出来迎客的侯府管家脸上堆得笑僵了僵,上前半步打圆场,“谢大人这是做什么,我们世子特意摆酒宴请勋贵们相聚,您何必拂了世子好意?”
“好意?”青年淡笑了声,声音清冽干净,将门内隐隐传出的丝竹管弦声衬得奢靡无趣,“前日我已让书童递了帖子不来赴宴,今日世子就派人去我租住的民舍‘请’人,连门栓都被贵府的家丁撞断了,还有下官手腕上的麻绳,这等‘好意’,下官消受不起。”
管家压低声音道:“谢大人,多少人挤破头想进我们安定侯府这扇门都进不来,您别给脸还不要脸!”
“哦?多少人想进这侯府?”谢随舟微微抬了抬下巴,目光随意落在侯府大开的正门上不符合规制的九枚铜制门钉上。
“半年前户部上奏云州饥荒,百姓易子而食,陛下批的赈灾的折子过了侯爷的手,到灾民手里就只剩了五成,安定侯府有心思有余银摆这席面拉拢朝臣,还不如多想想怎么遮掩这笔被吞下去的灾银。”
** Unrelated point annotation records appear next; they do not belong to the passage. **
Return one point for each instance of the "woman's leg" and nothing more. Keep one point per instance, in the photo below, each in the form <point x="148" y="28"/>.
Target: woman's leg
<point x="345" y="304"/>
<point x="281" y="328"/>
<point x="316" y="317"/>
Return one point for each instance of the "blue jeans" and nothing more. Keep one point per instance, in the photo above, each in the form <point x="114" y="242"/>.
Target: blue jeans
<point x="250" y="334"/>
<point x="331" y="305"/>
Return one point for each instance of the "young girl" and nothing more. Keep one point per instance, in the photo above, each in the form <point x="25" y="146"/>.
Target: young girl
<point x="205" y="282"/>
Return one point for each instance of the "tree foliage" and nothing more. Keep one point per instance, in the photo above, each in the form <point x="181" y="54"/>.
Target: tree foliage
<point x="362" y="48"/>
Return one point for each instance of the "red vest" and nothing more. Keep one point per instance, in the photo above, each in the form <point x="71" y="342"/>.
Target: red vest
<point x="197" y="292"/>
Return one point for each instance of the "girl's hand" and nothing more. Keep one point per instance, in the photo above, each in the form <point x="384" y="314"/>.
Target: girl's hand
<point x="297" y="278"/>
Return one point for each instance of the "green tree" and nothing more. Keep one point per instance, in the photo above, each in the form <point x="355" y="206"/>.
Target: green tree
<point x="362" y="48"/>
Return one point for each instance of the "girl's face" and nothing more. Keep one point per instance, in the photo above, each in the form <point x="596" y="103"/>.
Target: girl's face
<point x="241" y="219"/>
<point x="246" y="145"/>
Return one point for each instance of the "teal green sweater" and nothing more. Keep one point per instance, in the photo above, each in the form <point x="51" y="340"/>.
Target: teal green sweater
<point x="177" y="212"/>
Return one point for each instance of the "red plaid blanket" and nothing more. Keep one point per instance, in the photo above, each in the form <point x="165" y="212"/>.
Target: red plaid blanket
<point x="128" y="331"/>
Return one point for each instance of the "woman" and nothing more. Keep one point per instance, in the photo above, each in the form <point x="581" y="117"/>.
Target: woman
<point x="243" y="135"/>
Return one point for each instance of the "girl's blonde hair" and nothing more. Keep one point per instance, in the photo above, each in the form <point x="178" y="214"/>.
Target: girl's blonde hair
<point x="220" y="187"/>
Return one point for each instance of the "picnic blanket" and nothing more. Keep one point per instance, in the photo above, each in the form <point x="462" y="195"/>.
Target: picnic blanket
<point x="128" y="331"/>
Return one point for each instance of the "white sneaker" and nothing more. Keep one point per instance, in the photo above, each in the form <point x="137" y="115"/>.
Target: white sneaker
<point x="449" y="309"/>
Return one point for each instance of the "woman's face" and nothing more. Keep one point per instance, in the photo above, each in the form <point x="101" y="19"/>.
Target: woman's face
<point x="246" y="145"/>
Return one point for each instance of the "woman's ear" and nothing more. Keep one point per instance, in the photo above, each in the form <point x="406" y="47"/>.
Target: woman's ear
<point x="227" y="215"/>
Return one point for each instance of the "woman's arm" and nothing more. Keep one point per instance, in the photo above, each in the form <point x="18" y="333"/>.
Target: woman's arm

安定侯世子面色又冷又戾,那冷如寒箭的目光让人看了就心里发怵,他咬牙道:“谢大人当真是生了好一张利嘴,就不怕我现在就让人拔了你的舌头,断了你的仕途,看你还如何在陛下面前巧言吝啬?”
“世子自然有这个本事。”谢随舟肩背笔直,不卑不亢直视马上的人,沉着眉眼,“但下官十年寒窗苦读,考的是圣人的学问,中的是陛下的恩科,不是侯爷家的幕僚。的确今日入侯府趋炎附势之人颇多,我倒要看看是我这监察御史的乌纱帽先掉,还是侯爷贪赃枉法的证据先递到陛下的案头。”
“今日的宴席我无福消受,但既然来了,就赠侯爷和世子一句话,圣宠并非恃强凌弱的倚仗,您这侯府院门建得再高,也压不住黎民百姓的悠悠之口。”
说罢,转身,便对上了苏蕴梨掀开轿帘站在那的身影。
这青年一番话说的书生意气,却实在让人赧颜,显然她也是安定侯府拉拢的人之一,也是这青年口中趋炎附势者之一。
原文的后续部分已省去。